By 2021, employment was still down disproportionately for women with less than a high school diploma (−14.3 percent) compared with those who were college graduates. The size of employment increases among college graduates in 2021 actually exceeded the pandemic-related losses in the prior year—employment was up by 4.0 percent compared with their pre-pandemic levels.
Fathers of children under age 18 had a smaller decline in employment, at 9.0 percent in 2020, than men and women without children under age 18, and women with children. Declines among men without children under age 18 (−12.4 percent), women without children (−13.8 percent), and mothers (−12.7 percent) were similar to each other at the onset of the pandemic. One year into the pandemic, men and women without children gained back larger shares of their 2020 employment losses than did parents. However, employment in 2021 was down comparably for men and women regardless of whether they had children or not.

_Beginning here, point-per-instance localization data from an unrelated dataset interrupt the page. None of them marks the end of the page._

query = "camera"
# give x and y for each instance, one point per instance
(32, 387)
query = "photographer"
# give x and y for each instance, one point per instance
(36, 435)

Megan Dunn is an economist in the Office of Employment and Unemployment Statistics, U.S. Bureau of Labor Statistics. For questions about this Spotlight on Statistics, please e-mail email@example.com.
The data presented in this Spotlight on Statistics are from the Current Population Survey (CPS). The CPS is a survey of about 60,000 households that provides data on employment and unemployment for the nation’s civilian noninstitutional population ages 16 years and older.
The analysis in this Spotlight on Statistics article uses second quarter not seasonally adjusted data for 2019, 2020, and 2021 to compare the same quarter prior to the pandemic, during the pandemic-related recession, and one year into the pandemic. All percent changes discussed are relative to the second quarter of 2019, when total employment was 157.2 million. That is, they are presented as the percent change in the number of employed people from the pre-pandemic level in the second quarter of 2019. For example, in the second quarter of 2020, employment was 12.3 percent lower than the previous year, which represents the change from pre-pandemic employment levels to pandemic-era lows. In the second quarter of 2021, employment was 3.5 percent lower than in 2019; this represents the difference between pre-pandemic employment levels and employment levels as economic activity began to resume. That is, just how far below pre-pandemic levels employment remained a year after the pandemic began. For simplicity, this article uses just the year, instead of the quarter and year, when discussing changes.